Although Britain was in a war, the Endurance was given the go ahead; Britain needed some positive news. Buenos Aires was the port where final supplies were loaded and the crew completed. Noteworthy among the additions was the gifted photographer, James Francis Hurley. It is his photography that highlights Alexander’s book. South Georgia was the final port of call, and on Dec. 5, 1914, the real expedition began. Almost immediately the Endurance encountered icebergs and soon reached the edge of the ice pack. For the next six weeks, the Endurance weaved through loose ice and pack.
Throughout January, the ship was forced to find its way through cracks in the ice as they became available. Shackleton enforced a strict schedule and occasionally broke the monotony by changing up the meals. On Feb. 14, 1915, the battle was over. No amount of local ice breaking was going to free the ship. Keep in mind that this is the southern hemisphere. The winter months are still on the horizon. Below-zero temperatures and blizzards would become more frequent. Provisions for the Antarctic crossing had included some 50-plus dogs. These were now housed in “dogloos” on the ice. Caring for them was a major distraction from the monotony of the iced in condition. Life for the explorers was quite tolerable, though crowded, as locations below decks guaranteed adequate warmth.
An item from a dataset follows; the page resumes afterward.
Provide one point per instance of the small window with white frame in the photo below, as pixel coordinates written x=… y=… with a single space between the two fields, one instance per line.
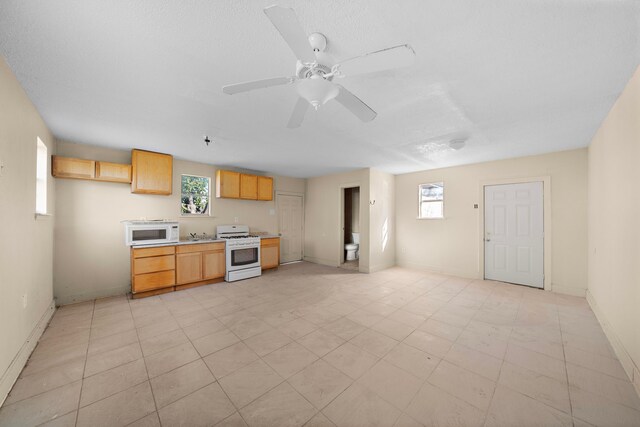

The Endurance was frozen in an ice pack. The pack was drifting north toward Elephant Island, the closest landform. In late October 1915, pressure built up so much in the pack that the ship was crushed. It was abandoned on Oct. 24 to a relatively stable ice floe. Everything that could be salvaged was. By now penguins were their diet stable, although the dogs had to be sacrificed as well. Three open boats had been salvaged. It was hoped that they would provide a means to solid land.
On March 30, the boats set out, and after a perilous journey, landed on Elephant Island. A more barren piece of land cannot be imagined. Shackleton chose five men to accompany him in a 22-foot open boat on an 800-mile quest to reach South Georgia and the whalers there. That seemed to be the only hope of rescue for the crew. That’s not the end of a true story.